May 18, 2015

Ex Machina


Alex Garland’s directing debut, Ex Machina, is an immersive experience. It’s set in the sleek, up-to-date-with-a-vengeance compound of an eccentric young tech tycoon named Nathan Bateman. Nathan is the creator of the world’s most popular search engine (Bluebook, or, by very little twist of the imagination, Google); he’s played by Oscar Isaac. Nathan is working on something new and exciting: a sentient robot named Ava (Alicia Vikander), and he has picked one of the grunts from his company, a coder named Caleb (Domhnall Gleeson) to test Ava's abilities in a series of sessions. 

Ex Machina is incredibly well-crafted. The set design is elegant yet spare, and sinister in its minimalism because it has the air of futurism, like something from a Stanley Kubrick film. When Caleb wanders through the seemingly endless corridors of Nathan's home-cum-research bunker, it’s like he’s been invited into Willy Wonka’s chocolate factory, where any minute a strange creature may emerge, totally at home with the inner-workings of the facility. The entire place is under surveillance and engineered with sophisticated security devices; and in order to travel from room to room, you need a specialized card that knows which rooms you can and cannot enter.

The conversations between Caleb and Ava are also well-dramatized. Garland has figured out how to make us gradually accept the humanity of an automaton, and even as you can hear the film’s frightening warning—that the actualization and immersion of AI into our culture is an inevitability with potentially startling consequences—you can find yourself bowled over, mesmerized, by the sheer achievement, the amazing simulation of humanity that Ava represents.

Garland also keeps the true intentions of his characters ambiguous. We never know if Nathan is pulling one over on Caleb or not, and as the film develops (and this is pretty evident in the film’s trailer), the proceedings become increasingly tense and dark. The film is predictably suspicious of young techie millionaires. Nathan's isolationism seems like a pretty good sign that he’s gone off the deep end: an arrogant, dangerous concoction of his own power, wealth, and genius. Caleb gushes at the beginning of the film that Nathan's achievement is the sign of gods at work, and Nathan later twists these words: “You said I was a god.” This is a luxury that the very wealthy can afford.
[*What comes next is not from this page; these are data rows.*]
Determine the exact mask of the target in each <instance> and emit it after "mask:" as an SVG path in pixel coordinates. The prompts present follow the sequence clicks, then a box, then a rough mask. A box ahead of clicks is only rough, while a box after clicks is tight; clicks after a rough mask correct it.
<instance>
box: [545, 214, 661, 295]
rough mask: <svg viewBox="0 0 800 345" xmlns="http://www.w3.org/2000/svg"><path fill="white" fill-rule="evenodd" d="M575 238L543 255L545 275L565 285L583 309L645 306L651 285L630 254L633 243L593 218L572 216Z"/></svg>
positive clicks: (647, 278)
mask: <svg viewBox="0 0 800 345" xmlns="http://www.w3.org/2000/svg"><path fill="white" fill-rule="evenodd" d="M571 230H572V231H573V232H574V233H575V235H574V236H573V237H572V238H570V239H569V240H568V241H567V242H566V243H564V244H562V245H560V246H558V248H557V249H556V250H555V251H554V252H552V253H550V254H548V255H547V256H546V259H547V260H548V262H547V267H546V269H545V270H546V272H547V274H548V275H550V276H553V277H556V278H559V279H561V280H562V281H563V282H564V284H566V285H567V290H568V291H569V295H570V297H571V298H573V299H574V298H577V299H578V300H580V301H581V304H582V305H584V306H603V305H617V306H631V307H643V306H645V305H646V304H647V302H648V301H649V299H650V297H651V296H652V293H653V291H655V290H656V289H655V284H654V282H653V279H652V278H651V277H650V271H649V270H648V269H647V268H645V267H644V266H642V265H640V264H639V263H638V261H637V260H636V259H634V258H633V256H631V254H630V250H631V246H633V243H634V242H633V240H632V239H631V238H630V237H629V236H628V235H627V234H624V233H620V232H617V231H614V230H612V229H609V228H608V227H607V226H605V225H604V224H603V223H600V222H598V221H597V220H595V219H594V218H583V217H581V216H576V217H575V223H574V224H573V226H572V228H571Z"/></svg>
Unfortunately, Ex Machina beats to a rhythm of dread which never quite crescendos the way you want it to. The final revelations of the plot are satisfying thematically but cruel and in some sense deeply unsatisfying. Even though everything that happens feels well-thought-out and credible (I’m trying very hard to dance around spoilers for those of you who have not seen it yet), I was mad at the movie when it was all over. And yet, I believe Garland has hit on something very unnervingly honest about our obsession with machines and how easily we trust them to do what we tell them to do, how vulnerable we are to their corruption or malfunction. Even something as slight as a power failure becomes a serious problem at Nathan’s compound, because when the power fails, all the doors are sealed, trapping a person inside. 

But Ex Machina succeeds overall because it is an elegant, deliberately paced thriller and we so seldom get movies like this anymore. Perhaps it could have been a little more exciting, but I think viewers with patience will enjoy the totally immersive experience that Alex Garland has crafted. The actors of course help shape the drama, and Oscar Isaac is the most magnetic of the three. He has a terrific knack for balancing the playful and the devious, keeping us always on alert, but never sure, about what he may or may not being up to. As Ava, Alicia Vikander is quiet, graceful, pensive. I'm not sure what I would expect from a performance for this type of character, but Vikander's certainly works and adds its own level of depth--and ambiguity--to the dramatics. Gleeson, as Caleb, works too. He's got the right blend of nerdy tech kid in hoodie and competent, resourceful hero/romantic, one who may be falling in love with a robot.  

Ex Machina actually feels just a little connected to, of all things, Halloween III: Season of the Witch, the one that wasn’t about Michael Myers, but instead showed us a mad Irish toymaker who had murderous robots running his factory. And here, we may as well throw Westworld and The Stepford Wives into the conversation. There's a scene later in the film of a robot stabbing a human, and my mind immediately returned to Stacey Nelkin--whose character has been turned into a robot, or maybe was a robot all along--attacking Tom Atkins in the car at the end of Halloween III. As sophisticated as Ex Machina is on the surface, it espouses the same fundamental distrust of technology which all of these previous films dramatized and turned into extremely literal horror pieces. Ex Machina manages more subtlety, more panache, and yet it's not really any more sophisticated essentially. It ultimately resorts to the admonition, “The robots will kill us all.”